Polarisation

Pendant le premier confinement, j’ai voulu trouver de nouveaux moyens d’échanger avec mes lecteurs sur le web, de partager mes activités littéraires virtuelles et je me suis intéressé au marketing en ligne. Et j’ai étudié cela avec mon regard de créateur d’histoires, attentif à décortiquer ce qui m’était raconté là.

 

Le marketing nous parle de la manière dont la société de consommation s’adresse à nous et nous propose des scénarios bénéfiques à ses intérêts. L’anecdote la plus marquante à ce sujet m’a été fournie par un marketeur qui analysait une des méthodes actuelles la plus utilisée et la plus efficace : la polarisation. Il s’agit de créer parmi le public une démarcation claire entre ceux qui adhèrent au produit proposé, en connaissent les codes, et les autres.
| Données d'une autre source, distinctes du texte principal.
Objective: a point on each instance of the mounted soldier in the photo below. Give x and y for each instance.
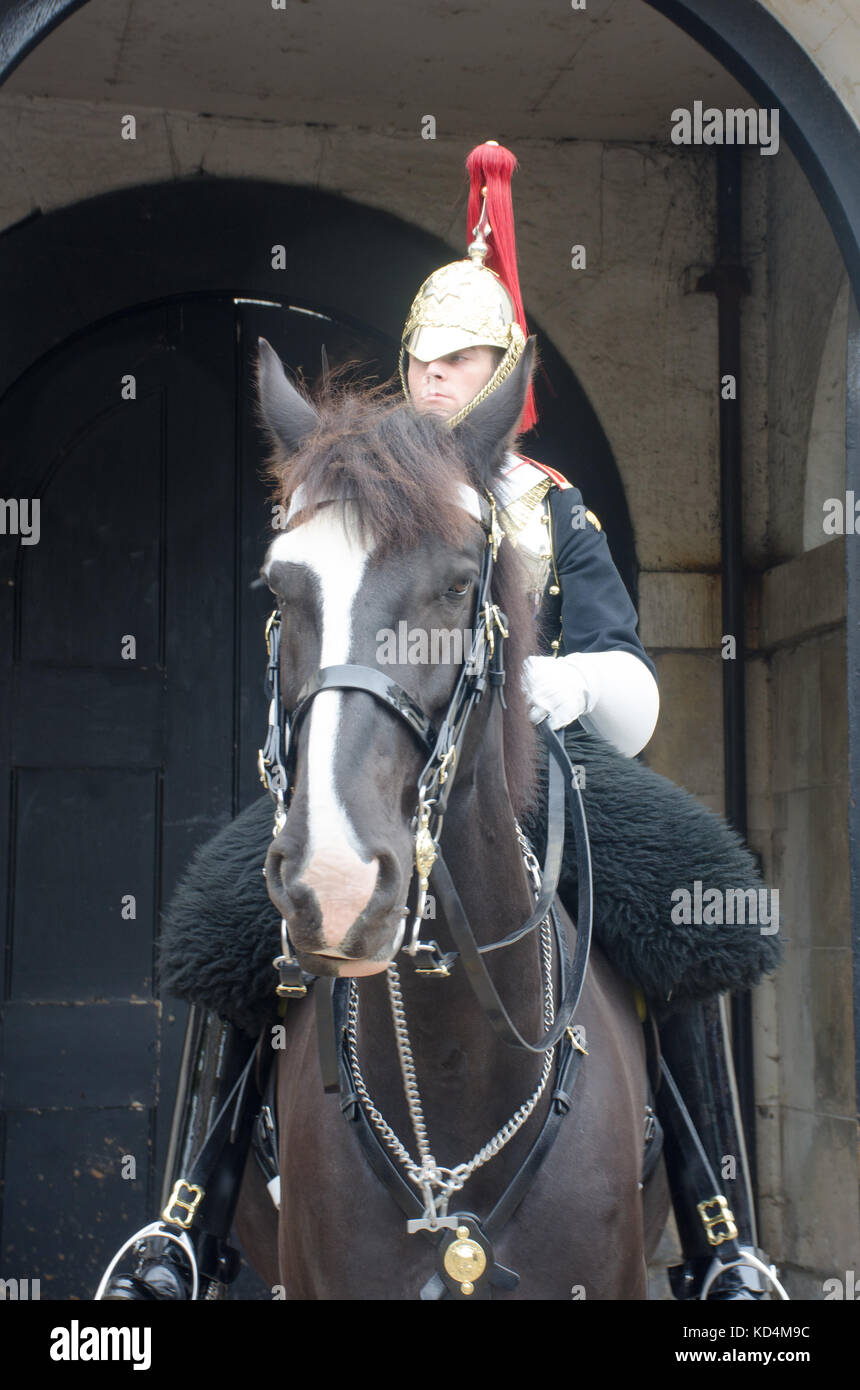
(463, 338)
L’exemple étudié était celui d’une grande chaîne de vente de café où toute la communication consiste à créer un environnement pour initiés, où le café porte toutes sortes de noms sauf celui de café, où le client est invité à s’asseoir en attendant sa commande et est appelé par son prénom quand celle-ci est prête. Autant d’usages qui créent la sensation d’appartenance à une communauté, et qui, a contrario, excluent de l’expérience celles et ceux qui ne sont pas au courant ou n’apprécient pas la démarche. On aime ou on n’aime pas. C’est le but. C’est ce qu’on appelle la polarisation. Avec comme objectif final de transformer les clients convaincus en fans, en ambassadeurs malgré eux, en farouches défenseurs d’une marque qui leur donne l’impression d’appartenir à un groupe de gens uniques, pas comme les autres.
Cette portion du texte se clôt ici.